Nowadays, there are thousands of courses, books, and lectures on project management fundamentals, frameworks, and best practices. But the crucial key is, and always will be, communication.
A Project Manager with great communication skills is a force to be reckoned with. They are the primary driver of the project’s flow and ultimate success—especially during the discovery phase, where accuracy is everything.
The Delicate Balance
There is a constant tension to manage: you need every technical detail to avoid scope creep, but you don't want to exhaust the client with endless meetings.
How do you extract every "tiny" detail without stressing the client out?
How do you document it all so you don't end up with an unhappy client claiming, "That’s not what I meant"?
The Blame Game: Who is at fault?
If a project fails due to a misunderstanding, whose fault is it? You might be surprised to hear me say: nobody’s. The Berlitz study highlights five main types of miscommunication. One of the most common is Unchecked Inferences: drawing inaccurate conclusions by filling in gaps with assumptions rather than seeking facts. It's a natural human tendency.

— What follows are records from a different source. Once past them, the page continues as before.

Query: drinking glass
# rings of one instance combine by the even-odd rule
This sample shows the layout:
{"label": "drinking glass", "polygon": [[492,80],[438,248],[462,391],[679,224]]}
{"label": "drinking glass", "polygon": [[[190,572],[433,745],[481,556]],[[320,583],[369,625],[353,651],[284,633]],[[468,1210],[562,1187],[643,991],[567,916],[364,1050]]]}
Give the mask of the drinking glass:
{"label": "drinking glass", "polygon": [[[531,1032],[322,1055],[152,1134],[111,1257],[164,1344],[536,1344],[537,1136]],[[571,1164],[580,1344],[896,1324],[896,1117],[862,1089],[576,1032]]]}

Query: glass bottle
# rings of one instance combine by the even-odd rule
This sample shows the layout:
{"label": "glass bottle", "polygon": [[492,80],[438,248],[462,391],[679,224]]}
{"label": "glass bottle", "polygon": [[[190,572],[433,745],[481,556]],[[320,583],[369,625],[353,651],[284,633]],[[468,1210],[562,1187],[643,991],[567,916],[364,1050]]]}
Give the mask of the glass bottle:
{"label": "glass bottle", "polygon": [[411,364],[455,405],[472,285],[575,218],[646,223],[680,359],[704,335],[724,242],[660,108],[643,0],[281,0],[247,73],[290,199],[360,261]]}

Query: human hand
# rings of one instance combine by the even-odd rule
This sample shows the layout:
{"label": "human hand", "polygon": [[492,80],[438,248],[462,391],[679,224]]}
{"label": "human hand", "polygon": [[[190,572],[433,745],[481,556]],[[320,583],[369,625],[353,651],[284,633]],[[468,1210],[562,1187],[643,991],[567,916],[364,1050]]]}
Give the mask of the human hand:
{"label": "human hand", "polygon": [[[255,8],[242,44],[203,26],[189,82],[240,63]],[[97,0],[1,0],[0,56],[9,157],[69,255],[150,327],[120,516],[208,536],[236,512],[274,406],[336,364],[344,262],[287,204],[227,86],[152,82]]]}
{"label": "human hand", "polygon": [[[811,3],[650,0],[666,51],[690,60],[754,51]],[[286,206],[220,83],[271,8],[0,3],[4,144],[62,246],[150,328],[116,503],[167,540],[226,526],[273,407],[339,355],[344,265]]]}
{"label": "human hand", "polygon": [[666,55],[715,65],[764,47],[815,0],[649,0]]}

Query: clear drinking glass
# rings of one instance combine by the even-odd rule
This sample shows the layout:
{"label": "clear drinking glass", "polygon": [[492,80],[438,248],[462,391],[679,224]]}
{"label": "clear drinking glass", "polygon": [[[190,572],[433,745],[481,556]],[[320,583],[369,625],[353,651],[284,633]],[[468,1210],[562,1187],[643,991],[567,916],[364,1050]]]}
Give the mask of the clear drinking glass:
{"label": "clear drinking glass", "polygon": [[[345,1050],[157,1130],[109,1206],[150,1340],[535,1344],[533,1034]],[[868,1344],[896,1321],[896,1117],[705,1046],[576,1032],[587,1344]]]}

The PM’s Job: Only a PM with top-tier communication skills can foresee these gaps and step in to bridge them before they turn into costly errors.

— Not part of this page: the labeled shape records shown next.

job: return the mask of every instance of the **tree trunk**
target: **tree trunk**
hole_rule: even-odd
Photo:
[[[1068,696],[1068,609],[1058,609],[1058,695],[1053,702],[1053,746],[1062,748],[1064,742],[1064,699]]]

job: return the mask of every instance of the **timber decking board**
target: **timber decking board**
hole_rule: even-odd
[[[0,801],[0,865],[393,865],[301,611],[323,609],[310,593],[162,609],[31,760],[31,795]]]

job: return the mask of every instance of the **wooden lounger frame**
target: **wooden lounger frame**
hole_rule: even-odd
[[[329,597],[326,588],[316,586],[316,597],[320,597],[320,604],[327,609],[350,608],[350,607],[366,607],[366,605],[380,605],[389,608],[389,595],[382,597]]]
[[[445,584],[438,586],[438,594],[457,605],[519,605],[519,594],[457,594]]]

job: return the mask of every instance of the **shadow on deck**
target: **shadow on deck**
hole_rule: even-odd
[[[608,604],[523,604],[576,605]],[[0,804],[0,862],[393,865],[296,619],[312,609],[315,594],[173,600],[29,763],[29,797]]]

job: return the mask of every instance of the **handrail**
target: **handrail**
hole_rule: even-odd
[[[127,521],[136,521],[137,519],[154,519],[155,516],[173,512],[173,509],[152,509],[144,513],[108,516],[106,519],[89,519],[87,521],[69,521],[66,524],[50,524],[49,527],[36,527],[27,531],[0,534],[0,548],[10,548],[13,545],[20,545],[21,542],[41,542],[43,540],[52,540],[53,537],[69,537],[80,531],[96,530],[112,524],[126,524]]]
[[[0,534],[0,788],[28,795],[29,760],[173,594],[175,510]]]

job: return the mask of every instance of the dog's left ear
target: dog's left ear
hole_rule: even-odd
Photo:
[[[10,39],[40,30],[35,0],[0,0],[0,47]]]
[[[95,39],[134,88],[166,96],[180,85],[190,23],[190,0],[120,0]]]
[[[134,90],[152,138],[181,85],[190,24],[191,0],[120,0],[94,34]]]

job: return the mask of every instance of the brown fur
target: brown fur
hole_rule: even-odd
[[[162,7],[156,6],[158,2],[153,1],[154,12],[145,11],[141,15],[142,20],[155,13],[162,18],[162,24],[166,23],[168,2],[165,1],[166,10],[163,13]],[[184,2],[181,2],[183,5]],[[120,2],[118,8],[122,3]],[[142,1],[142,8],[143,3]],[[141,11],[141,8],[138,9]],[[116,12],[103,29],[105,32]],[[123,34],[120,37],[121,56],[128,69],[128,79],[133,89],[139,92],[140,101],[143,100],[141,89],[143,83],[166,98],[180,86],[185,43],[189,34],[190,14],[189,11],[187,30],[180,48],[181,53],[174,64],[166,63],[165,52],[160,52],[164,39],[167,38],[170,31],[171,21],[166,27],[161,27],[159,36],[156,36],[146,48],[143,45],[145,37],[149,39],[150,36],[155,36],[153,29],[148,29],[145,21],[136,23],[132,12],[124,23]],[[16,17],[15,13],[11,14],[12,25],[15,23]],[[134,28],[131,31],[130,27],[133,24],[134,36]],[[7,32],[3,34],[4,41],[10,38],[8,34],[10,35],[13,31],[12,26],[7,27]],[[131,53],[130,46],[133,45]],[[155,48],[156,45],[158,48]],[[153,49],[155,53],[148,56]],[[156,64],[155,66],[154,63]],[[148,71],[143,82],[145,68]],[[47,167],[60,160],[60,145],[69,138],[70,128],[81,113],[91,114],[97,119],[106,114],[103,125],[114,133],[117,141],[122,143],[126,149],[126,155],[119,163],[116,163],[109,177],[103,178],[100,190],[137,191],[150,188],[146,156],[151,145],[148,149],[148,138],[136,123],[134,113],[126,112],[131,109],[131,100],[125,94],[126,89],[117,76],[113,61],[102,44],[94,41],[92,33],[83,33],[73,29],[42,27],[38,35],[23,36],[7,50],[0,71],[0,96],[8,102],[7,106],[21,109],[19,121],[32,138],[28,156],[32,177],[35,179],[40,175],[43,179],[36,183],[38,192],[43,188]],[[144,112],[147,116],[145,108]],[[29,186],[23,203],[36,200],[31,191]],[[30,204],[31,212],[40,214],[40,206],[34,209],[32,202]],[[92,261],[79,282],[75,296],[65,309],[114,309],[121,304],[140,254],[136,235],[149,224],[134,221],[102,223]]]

A Real-World Case: Turning Assumptions into Assets
We recently faced this exact challenge when we took over a project from another company on very short notice. Despite the handover, there were significant gaps in the information regarding a major new section of the client's website.
We couldn't keep asking the same questions over and over without looking disorganized. Instead, we took a proactive approach:
The "Source of Truth" Document: We created a comprehensive document listing every single feature and technical description based on the current designs.
The Validation Layer: We added a "Comments/Approval" section next to every single feature.
The Green Light: We asked the client to either "Green Light" our description or write their own version of how it should work.
The Result
This turned potential "unchecked inferences" into a clear roadmap, ensuring that when the project was finished, the client got exactly what they expected.